Employers are concerned about potential litigation around employees’ scope of work and travel destinations, wage-and-hour issues (for example, whether employees should be compensated while getting tested or passing through screening), leave policy, travel restrictions, telework protocols, and workers’ compensation. In addition, employers fear they could risk legal actions if they do not accommodate employees who insist on returning to work even though they have not completed health screenings or are high risk. Employers fear legal exposure for not following all procedural requirements if they have to lay off workers in response to social distancing policies and government-mandated closures.
“This is perhaps the largest area of concern for the overall business community,” says the Chamber. “It encompasses multiple types of claims that could be brought against business that have been designated as ‘essential’ as well as large swaths of the remaining business community once the economy is reopened.”

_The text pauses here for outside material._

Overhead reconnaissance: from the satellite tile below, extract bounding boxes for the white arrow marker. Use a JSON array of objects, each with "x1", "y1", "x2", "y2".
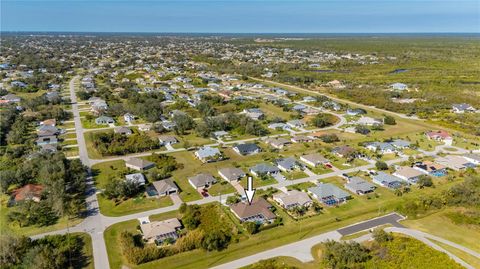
[{"x1": 244, "y1": 176, "x2": 256, "y2": 205}]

Among the concerns here are situations where a customer, employee, patient or member of the public is exposed to COVID-19 in a business facility or as the result of a business’ particular action, or failure to act, and then that claimant becomes sick. The legal theories underlying these claims may range from simple negligence to strict liability to public nuisance. If enough claims are brought, the Chamber warns they could drive businesses to bankruptcy and the threat of exposure-related lawsuits might also deter some businesses from reopening. The Chamber identifies several recommended solutions in these cases including providing a safe harbor for companies following CDC or state/local health department guidance, channeling certain claims into federal court rather state courts and restricting public nuisance claims.
Makers of certain products such as hand sanitizers, soaps and other cleaning supplies that are used to protect against, treat or test for COVID-19 may not have sufficient protection against litigation. Current law does not provide protection outside key healthcare-related spaces such as for a non-healthcare provider that provides PPE to its employees or uses recommended cleaning products.
Healthcare providers and facilities caring for COVID-19 patients are concerned about medical liability lawsuits arising from care decisions, lack of care due to equipment shortages, or mistakes due to long hours or staff or equipment shortages. Nursing homes and assisted living facilities are also concerned with being sued for allegedly failing to protect patients from contracting COVID-19. At the federal level, the CARES Act provides some liability protections for volunteer healthcare providers caring for COVID-19 patients. The Chamber says the CARES Act language should be expanded to include all healthcare providers and facilities (not just volunteers). In addition, it supports state-level COVID-19 medical liability statutes such as one New York recently enacted.
Securities class actions already have been filed against a cruise line and pharmaceutical firm based on stock-price drops and claims that companies should have been warning investors about the potential consequences of a pandemic. The Chamber calls for an automatic stay on securities litigation cases related to the COVID-19 emergency until after the federal declaration of a public emergency has been rescinded. It is also worth considering a cap on damages in COVID-19 related securities lawsuits, the Chamber said.
False Claims Act
Cases brought under the federal False Claims Act can impose significant liability on entities receiving federal funding or contracts. According to the Chamber, these liability concerns could potentially delay relief under the CARES Act and future relief measures. The Chamber wants hold harmless language for firms participating in federal loan and relief programs.